Counting from the bulb, the first cell of each connected X line sum to 10. the second cell of each line sum to 10 etc.
There is a 3x3 magic square somewhere in the grid.
(A magic square is a 3x3 square with the digits 1-9 where all rows, columns and diagonals have the same sum)
.............................
Note that 5 can be on a line.
--------------------------------
Feel free to recommend this puzzle to anyone.
Feel free to take special rules for your own puzzle.
Feel free to give feedback.
Bless you!
---------------------------------
Example
Solution code: give the digits of column 8 (top to bottom)
Comments
on 30. April 2025, 21:09 by danroberts
I thought it deserved 5 stars
on 28. April 2025, 15:34 by NurglesGift
I put this one as 4* and I think that is fair.
Sure after the break in you could argue it's no more then 3*. but then again even if the logic is not extreme I'm sure many people spend hours on the solve. and then should a puzzle rating be for people who done other puzzles of this kind or for completely new people? :)

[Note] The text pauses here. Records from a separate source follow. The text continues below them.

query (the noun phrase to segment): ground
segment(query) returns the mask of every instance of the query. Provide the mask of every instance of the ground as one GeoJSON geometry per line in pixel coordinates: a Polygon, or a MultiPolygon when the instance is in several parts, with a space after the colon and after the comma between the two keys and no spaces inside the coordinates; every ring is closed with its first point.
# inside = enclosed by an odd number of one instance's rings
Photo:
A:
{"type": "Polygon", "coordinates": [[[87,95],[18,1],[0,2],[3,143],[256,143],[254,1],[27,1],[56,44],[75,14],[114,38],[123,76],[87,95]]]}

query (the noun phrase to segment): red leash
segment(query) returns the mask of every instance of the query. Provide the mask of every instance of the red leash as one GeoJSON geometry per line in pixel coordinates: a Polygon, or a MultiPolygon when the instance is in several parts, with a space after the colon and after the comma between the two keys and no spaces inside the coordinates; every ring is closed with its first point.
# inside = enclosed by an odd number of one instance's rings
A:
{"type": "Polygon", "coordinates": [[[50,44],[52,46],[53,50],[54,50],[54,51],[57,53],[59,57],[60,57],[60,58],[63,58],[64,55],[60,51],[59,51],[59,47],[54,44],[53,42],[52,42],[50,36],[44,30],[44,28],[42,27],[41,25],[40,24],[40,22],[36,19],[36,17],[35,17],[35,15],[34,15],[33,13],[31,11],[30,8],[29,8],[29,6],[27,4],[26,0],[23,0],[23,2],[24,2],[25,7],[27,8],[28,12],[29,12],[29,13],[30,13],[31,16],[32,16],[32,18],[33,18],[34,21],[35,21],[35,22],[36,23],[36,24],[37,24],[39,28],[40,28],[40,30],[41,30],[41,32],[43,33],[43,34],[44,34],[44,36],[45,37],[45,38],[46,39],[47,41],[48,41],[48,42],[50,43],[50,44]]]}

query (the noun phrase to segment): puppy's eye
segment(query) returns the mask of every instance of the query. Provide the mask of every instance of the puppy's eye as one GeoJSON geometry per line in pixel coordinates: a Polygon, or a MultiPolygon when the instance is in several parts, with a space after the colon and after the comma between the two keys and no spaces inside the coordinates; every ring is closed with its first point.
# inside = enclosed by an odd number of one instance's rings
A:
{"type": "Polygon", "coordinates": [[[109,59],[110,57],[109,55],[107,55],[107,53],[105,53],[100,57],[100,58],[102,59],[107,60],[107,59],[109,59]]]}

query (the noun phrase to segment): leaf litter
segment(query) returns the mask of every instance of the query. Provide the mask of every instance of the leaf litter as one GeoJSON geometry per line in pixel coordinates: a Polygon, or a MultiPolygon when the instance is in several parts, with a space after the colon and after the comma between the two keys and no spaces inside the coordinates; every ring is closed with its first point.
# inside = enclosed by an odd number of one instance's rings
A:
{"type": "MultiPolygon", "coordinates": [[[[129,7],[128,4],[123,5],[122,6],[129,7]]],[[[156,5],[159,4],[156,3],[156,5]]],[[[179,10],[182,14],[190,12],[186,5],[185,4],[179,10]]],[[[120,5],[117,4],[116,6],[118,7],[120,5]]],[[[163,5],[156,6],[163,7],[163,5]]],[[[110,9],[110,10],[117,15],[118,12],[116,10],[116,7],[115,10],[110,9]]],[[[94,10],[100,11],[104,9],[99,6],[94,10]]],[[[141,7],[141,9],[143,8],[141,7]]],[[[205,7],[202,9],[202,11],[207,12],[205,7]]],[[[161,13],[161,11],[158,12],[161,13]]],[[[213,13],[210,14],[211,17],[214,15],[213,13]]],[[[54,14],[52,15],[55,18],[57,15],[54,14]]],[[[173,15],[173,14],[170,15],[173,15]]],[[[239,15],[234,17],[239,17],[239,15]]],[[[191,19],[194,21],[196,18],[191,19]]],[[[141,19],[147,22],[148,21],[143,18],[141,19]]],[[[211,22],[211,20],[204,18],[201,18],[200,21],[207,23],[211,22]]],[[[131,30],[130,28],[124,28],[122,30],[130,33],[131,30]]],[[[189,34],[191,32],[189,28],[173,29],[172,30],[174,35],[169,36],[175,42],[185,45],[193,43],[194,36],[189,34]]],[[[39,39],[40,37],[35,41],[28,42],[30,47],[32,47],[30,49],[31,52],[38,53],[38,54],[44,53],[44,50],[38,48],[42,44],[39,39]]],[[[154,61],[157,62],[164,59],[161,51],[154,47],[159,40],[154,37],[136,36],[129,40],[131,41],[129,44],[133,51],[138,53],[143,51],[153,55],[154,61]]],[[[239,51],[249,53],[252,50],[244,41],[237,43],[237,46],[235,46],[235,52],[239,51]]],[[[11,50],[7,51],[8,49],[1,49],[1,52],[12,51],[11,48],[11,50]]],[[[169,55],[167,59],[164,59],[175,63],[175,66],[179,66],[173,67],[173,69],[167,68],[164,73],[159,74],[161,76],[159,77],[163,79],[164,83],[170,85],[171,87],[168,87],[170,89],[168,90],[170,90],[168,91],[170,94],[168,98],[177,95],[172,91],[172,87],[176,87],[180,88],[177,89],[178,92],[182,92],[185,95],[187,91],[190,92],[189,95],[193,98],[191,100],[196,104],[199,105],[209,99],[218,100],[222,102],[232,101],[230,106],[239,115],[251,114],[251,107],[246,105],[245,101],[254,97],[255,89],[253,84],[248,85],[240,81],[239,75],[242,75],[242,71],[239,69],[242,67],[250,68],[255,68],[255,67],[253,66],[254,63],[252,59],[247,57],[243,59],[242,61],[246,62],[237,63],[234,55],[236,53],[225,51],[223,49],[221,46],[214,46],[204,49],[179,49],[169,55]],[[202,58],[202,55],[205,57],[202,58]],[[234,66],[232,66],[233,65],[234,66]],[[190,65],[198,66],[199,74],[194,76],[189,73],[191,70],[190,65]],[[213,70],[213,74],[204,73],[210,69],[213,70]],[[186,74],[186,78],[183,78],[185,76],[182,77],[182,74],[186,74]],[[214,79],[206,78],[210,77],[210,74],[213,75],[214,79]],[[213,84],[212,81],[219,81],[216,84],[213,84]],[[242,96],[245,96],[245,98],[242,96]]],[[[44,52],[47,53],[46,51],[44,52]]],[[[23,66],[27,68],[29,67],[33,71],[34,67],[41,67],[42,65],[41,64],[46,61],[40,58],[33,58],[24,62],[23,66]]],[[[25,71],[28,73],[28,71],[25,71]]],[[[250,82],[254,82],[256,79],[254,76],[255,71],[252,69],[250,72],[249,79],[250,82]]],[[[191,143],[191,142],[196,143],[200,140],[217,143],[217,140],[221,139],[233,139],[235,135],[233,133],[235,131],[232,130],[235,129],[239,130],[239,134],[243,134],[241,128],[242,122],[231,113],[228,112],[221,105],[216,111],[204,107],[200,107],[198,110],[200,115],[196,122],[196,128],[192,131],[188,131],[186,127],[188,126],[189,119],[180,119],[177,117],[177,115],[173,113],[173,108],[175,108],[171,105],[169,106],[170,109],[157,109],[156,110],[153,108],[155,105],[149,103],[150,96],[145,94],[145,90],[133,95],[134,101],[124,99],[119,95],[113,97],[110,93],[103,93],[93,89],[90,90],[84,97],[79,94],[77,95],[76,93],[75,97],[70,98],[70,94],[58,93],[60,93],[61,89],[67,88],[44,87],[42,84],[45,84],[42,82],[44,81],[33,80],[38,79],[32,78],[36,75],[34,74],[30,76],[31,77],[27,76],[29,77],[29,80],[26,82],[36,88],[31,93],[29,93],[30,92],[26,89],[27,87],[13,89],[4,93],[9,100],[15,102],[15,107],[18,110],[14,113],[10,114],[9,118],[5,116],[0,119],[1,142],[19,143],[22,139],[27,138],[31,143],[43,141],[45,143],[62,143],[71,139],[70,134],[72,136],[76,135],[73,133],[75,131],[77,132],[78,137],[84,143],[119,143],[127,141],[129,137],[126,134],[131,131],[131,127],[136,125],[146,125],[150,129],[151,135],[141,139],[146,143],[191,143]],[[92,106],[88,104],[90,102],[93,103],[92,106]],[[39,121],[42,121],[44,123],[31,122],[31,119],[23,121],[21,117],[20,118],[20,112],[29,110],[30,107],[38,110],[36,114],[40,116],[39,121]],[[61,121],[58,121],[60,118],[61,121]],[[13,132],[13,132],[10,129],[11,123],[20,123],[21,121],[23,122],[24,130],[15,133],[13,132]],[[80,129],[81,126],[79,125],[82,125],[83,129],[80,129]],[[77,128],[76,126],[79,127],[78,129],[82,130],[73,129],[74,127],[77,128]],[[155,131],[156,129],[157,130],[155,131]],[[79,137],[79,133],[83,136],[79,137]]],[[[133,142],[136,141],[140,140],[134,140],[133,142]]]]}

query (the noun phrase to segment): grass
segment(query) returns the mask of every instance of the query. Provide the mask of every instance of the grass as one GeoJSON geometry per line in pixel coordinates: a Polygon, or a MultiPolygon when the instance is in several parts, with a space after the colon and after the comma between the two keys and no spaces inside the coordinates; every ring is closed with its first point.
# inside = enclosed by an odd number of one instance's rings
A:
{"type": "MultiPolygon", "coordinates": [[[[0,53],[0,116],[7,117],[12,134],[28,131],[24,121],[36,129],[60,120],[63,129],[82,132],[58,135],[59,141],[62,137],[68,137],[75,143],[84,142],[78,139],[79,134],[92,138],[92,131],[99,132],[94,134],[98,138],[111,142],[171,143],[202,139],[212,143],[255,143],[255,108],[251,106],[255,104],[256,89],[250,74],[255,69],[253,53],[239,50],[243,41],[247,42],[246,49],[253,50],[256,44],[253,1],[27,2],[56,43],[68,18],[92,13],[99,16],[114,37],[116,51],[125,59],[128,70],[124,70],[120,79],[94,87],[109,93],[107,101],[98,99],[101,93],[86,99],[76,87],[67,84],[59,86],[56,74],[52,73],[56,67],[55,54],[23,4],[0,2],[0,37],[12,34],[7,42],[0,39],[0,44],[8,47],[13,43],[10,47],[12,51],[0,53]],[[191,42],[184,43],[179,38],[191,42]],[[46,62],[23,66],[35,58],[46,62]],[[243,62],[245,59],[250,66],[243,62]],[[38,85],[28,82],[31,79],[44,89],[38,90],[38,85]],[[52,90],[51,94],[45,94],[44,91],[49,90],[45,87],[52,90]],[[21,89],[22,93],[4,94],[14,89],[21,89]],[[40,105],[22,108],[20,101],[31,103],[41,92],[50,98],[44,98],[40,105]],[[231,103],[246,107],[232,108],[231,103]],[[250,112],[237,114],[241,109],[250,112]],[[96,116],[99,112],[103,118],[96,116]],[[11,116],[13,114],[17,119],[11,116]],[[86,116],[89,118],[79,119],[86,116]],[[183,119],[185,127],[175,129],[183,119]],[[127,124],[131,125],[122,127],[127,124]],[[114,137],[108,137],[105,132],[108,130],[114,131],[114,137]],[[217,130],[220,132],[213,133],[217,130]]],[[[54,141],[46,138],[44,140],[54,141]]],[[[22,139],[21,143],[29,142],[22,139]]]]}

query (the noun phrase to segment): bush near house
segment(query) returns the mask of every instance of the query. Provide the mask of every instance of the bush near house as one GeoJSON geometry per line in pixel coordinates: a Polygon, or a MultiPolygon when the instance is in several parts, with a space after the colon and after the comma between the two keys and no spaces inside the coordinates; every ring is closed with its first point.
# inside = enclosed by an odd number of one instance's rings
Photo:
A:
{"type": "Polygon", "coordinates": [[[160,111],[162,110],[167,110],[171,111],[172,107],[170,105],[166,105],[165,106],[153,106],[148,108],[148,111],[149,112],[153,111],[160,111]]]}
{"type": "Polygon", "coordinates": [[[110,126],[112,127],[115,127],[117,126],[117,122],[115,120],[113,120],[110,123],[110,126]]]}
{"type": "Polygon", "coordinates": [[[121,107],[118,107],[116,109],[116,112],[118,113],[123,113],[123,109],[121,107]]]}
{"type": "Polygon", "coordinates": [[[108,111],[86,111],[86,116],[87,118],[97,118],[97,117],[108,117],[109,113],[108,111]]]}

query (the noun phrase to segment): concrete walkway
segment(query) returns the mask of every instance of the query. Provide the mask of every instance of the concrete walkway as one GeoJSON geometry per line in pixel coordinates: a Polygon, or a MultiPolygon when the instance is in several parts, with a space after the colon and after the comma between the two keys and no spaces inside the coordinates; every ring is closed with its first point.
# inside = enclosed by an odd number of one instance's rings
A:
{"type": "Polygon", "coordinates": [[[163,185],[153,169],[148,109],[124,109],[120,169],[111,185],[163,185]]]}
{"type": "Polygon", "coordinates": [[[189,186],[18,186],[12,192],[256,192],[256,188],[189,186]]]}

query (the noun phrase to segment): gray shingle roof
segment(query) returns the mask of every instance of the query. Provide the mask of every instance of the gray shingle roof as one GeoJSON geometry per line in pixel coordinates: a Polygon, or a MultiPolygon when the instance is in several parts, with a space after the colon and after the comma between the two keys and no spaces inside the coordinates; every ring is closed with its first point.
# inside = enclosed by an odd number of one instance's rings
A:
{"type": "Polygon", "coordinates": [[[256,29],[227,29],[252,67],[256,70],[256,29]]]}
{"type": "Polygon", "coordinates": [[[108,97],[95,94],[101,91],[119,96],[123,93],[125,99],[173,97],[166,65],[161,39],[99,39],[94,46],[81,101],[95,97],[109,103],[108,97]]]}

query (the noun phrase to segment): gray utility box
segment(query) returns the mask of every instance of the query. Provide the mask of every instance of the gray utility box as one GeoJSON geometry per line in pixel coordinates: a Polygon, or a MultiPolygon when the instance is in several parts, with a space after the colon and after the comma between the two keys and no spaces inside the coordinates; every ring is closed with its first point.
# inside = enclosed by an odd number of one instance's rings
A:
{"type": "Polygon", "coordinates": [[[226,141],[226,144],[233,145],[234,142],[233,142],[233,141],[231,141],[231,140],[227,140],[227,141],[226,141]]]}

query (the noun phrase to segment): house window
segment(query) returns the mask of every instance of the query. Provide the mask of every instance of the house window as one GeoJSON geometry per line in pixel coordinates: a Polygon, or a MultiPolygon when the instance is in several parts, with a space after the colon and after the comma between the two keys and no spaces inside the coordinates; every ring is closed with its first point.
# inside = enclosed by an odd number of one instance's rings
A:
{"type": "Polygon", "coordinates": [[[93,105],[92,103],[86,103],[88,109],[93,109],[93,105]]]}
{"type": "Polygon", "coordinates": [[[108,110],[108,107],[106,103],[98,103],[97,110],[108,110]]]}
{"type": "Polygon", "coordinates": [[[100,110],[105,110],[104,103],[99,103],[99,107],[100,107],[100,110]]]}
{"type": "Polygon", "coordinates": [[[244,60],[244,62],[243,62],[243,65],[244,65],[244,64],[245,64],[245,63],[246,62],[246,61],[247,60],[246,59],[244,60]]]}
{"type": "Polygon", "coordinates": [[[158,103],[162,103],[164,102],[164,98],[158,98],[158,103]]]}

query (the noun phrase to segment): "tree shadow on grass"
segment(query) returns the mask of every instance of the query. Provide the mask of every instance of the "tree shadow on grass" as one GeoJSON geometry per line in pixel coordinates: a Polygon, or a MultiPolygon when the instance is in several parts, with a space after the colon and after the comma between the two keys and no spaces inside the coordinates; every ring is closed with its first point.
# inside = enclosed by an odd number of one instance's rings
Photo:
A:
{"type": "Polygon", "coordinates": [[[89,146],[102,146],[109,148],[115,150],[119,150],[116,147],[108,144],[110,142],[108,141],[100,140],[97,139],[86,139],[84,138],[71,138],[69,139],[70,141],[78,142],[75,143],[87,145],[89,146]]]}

on 28. April 2025, 12:06 by mse326
I don't normally comment to say a difficulty rating is wrong (though I have given my personal thoughts on difficulty) because ultimately what is easy/hard for one person can be totally different for another. So a crowd made difficulty will be fine. But I have to say this one seems way off. If you have any familiarity with this ruleset and magic squares (which I think is most of the community) this is pretty routine and is more a 2.5* puzzle, imo. Unless I really screwed up logic somewhere but got lucky this is no where close to 5*
on 26. April 2025, 20:58 by krytolandros
I love this series of puzzles so much. Please keep making them!
on 25. April 2025, 18:41 by Exigus
I had to resort to some light bifurcation just at the start, after that flowed very nicely.
on 25. April 2025, 15:40 by NurglesGift
Thank you, Have fun :)
on 25. April 2025, 15:34 by ZornsLemon
Just noticed your recent earlier puzzles with the similar constraints. Definitely gonna check them out as well.
on 25. April 2025, 15:17 by ZornsLemon
Some really unique logic and a beautiful solve path. Absolutely stunning.